Comment by tcdent

3 months ago

"Kill the tokenizer" is such a wild proposition but is also founded in fundamentals.

Tokenizing text is such a hack even though it works pretty well. The state-of-the-art comes out of the gate with an approximation for quantifying language that's wrong on so many levels.

It's difficult to wrap my head around pixels being a more powerful representation of information, but someone's gotta come up with something other than tokenizer.

I consume all text as images when I read as a vision capable person so it kinda passes the evolution does it that way test and maybe we shouldn’t be that surprised that vision is a great input method?

Actually thinking more about that I consume “text” as images and also as sounds… I kinda wonder if instead of render and ocr like this suggests we did tts and just encoded like the mp3 sample of the vocalization of the word if that would be less bytes than the rendered pixels version… probably depends on the resolution / sample rate.

  • Funny, I habitually read while engaging TTS on same text. I have even made a Chrome extension for web reading, it highlights text and reads it, while keeping the current position in the viewport. I find using 2 modalities at the same time improves my concentration. TTS is sped up to 1.5x to match reading speed. Maybe it is just because I want to reduce visual strain. Since I consume a lot of text every day, it can be tiring.

    • This is also feature is built into Edge (and I agree it's great, but I mostly use it so I can listen to pages while doing chores around the office/closing my eyes.

      What I would love is an easy way to just convert the page to a mp3 that queues into my podcast app to listen to while taking a walk or driving. It probably exists, but I haven't spent a lot of time looking into it.

    • I do this too. It's great. The term I've seen used to describe this is 'Immersion Reading'. It seems to be quite a popular way for neurodivergent people to get into reading.

    • Any chance you could share the source?

      I found that I can read better if individual words or chunks are highlighted in alternating pastel colors while I scan then with my eyes

  • The pixel to sounds would pass through “reading” so there might be information loss. It is no longer just pixels.

Ok but what are you going to decode into at generation time, a jpeg of text? Tokens have value beyond how text appears to the eye, because we process text in many more ways than just reading it.

  • There are some concerns here that should be addressed separately:

    > Ok but what are you going to decode into at generation time, a jpeg of text?

    Presumably, the output may still be in token space, but for the purpose of conditioning on context for the immediate next token, it must then be immediately translated into a suitable input space.

    > we process text in many more ways than just reading it

    As a token stream is a straightforward function of textual input, then in the case of textual input we should expect to handle the conversion of the character stream to semantic/syntactic units to happen in the LLM.

    Moreover, in the case of OCR, graphical information possesses information/degrades information in the way that humans expect; what comes to mind is the eggplant/dick emoji symbolism, or smiling emoji possessing a graphical similarity that can't be deduced from proximity in Unicode codepoints.

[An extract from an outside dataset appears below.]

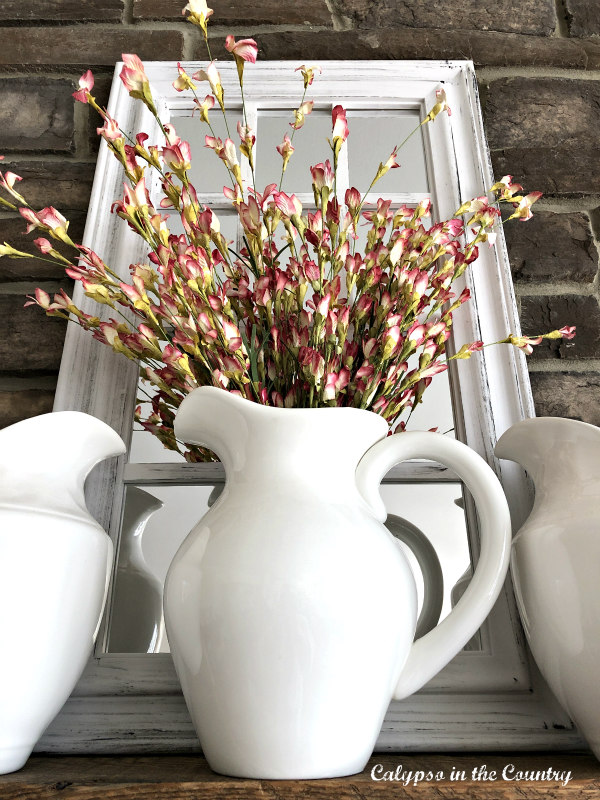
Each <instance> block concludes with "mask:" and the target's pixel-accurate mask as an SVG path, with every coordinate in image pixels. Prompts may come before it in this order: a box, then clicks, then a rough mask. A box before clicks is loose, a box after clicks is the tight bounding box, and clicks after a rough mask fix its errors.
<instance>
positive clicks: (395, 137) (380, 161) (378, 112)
mask: <svg viewBox="0 0 600 800" xmlns="http://www.w3.org/2000/svg"><path fill="white" fill-rule="evenodd" d="M418 125H419V113H418V112H417V111H400V110H397V111H395V110H386V111H374V110H372V109H370V110H369V111H349V112H348V127H349V128H350V135H349V136H348V163H349V167H350V186H355V187H356V188H357V189H359V190H360V191H361V192H365V191H366V190H367V189H368V187H369V186H370V184H371V181H372V180H373V178H374V177H375V174H376V172H377V168H378V167H379V164H380V162H382V161H383V162H385V161H386V160H387V158H388V156H389V155H390V154H391V152H392V150H393V149H394V147H396V146H400V145H401V144H402V142H403V141H404V140H405V139H406V137H407V136H409V135H410V134H411V133H412V132H413V131H414V130H415V128H416V127H417V126H418ZM375 144H376V146H375ZM397 160H398V163H399V164H400V167H399V168H398V169H391V170H390V171H389V172H388V173H387V174H386V175H384V176H383V178H380V180H379V181H377V185H376V187H374V189H373V191H374V192H375V194H376V195H377V196H379V194H380V193H382V192H383V193H385V194H391V193H393V194H404V193H411V192H412V193H427V192H429V184H428V181H427V169H426V166H425V148H424V145H423V135H422V131H421V130H418V131H416V133H414V135H412V136H411V137H410V139H408V141H407V142H406V143H405V144H404V145H403V146H402V148H401V149H400V150H399V152H398V157H397Z"/></svg>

  • Output really doesn't have to be the same datatypes as the input. Text tokens are good enough for a lot of interesting applications, and transforming percels (name suggested by another commenter here) into text tokens is exactly what an OCR model is anyway trained to do.

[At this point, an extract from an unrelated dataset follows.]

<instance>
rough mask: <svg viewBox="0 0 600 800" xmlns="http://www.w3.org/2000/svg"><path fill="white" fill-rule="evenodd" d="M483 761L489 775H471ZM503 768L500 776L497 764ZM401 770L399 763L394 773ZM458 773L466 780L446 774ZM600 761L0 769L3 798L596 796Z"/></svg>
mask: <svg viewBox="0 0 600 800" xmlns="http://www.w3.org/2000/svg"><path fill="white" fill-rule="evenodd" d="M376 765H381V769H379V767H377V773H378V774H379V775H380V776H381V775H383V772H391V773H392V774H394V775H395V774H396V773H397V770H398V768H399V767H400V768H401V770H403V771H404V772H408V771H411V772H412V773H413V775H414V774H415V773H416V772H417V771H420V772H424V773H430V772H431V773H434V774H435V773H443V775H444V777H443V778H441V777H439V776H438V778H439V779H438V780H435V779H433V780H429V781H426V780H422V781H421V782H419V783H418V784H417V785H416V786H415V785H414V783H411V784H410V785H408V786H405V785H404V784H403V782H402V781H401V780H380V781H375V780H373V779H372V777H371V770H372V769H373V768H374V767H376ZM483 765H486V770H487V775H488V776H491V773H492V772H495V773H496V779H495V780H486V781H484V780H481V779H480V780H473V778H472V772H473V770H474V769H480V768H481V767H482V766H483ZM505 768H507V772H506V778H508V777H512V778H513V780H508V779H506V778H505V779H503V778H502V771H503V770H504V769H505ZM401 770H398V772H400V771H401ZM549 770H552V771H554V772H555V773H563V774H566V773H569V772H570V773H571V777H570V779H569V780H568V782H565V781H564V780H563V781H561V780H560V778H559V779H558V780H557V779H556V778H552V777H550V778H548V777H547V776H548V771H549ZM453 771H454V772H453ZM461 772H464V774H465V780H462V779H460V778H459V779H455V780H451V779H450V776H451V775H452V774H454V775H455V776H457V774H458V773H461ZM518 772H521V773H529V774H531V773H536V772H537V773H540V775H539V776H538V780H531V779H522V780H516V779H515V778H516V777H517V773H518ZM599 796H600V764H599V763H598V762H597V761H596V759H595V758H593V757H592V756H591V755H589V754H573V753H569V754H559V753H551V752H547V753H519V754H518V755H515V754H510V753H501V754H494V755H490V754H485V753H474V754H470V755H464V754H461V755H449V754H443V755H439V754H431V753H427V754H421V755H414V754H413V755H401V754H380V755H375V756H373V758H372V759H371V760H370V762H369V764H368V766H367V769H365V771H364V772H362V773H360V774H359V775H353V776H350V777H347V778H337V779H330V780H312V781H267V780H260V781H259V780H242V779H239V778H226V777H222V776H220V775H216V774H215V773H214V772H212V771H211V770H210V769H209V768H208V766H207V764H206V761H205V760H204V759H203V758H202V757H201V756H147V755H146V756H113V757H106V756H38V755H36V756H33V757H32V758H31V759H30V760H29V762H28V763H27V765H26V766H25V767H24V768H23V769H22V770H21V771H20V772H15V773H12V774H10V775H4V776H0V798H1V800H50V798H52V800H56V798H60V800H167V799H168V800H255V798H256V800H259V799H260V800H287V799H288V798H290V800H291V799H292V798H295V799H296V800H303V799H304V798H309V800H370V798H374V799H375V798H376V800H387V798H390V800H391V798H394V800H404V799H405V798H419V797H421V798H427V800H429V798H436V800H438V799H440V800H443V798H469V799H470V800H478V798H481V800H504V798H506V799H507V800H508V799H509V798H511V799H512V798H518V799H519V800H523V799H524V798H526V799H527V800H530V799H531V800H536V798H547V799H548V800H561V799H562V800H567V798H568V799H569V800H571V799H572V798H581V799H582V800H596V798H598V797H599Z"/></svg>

Using pixels is still tokenizing. What's needed is something more like "Byte Latent Transformers", which has dynamically sized patches based on information content rather than tokens.

I guess it is because of the absurdly high information density of text - so text is quite a good input.

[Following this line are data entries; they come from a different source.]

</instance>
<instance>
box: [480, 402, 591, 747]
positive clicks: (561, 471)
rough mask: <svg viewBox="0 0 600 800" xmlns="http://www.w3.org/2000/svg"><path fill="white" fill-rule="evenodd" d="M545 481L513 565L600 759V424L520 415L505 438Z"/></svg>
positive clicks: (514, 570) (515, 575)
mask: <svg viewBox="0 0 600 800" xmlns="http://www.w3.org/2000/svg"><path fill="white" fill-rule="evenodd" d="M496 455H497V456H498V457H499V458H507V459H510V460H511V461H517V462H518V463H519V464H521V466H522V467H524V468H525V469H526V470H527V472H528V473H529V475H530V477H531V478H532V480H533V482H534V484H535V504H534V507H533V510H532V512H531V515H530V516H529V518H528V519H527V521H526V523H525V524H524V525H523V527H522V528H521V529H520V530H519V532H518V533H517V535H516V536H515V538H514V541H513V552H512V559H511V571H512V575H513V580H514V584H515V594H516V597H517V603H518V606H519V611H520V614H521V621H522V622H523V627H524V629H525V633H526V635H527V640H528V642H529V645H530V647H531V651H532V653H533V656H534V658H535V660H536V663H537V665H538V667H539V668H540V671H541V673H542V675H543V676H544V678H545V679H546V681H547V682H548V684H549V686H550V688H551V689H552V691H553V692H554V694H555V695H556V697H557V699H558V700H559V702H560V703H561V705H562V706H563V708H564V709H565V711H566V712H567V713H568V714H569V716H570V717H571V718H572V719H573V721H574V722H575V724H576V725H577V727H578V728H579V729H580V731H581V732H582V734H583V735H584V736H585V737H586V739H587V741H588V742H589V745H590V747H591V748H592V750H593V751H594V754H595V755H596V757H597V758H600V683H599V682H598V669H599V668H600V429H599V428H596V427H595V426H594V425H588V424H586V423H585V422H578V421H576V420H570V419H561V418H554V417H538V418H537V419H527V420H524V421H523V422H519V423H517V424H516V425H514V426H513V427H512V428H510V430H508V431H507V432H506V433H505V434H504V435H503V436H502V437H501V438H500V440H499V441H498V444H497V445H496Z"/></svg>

I do not get it, either. How can a picture of text be better than the text itself? Why not take a picture of the screen while you're at it, so the model learns how cameras work?

  • In a very simple way: because the image can be fed directly into the network without first having to transform the text into a series of tokens as we do now.

    But the tweet itself is kinda an answer to the question you're asking.

  • From the paper I saw that the model includes an approximation of the layout, diagrams and other images of the source documents.

    Now imagine growing up only allowed to read books and the internet through a browser with CSS, images and JavaScript disabled. You’d be missing out on a lot of context and side-channel information.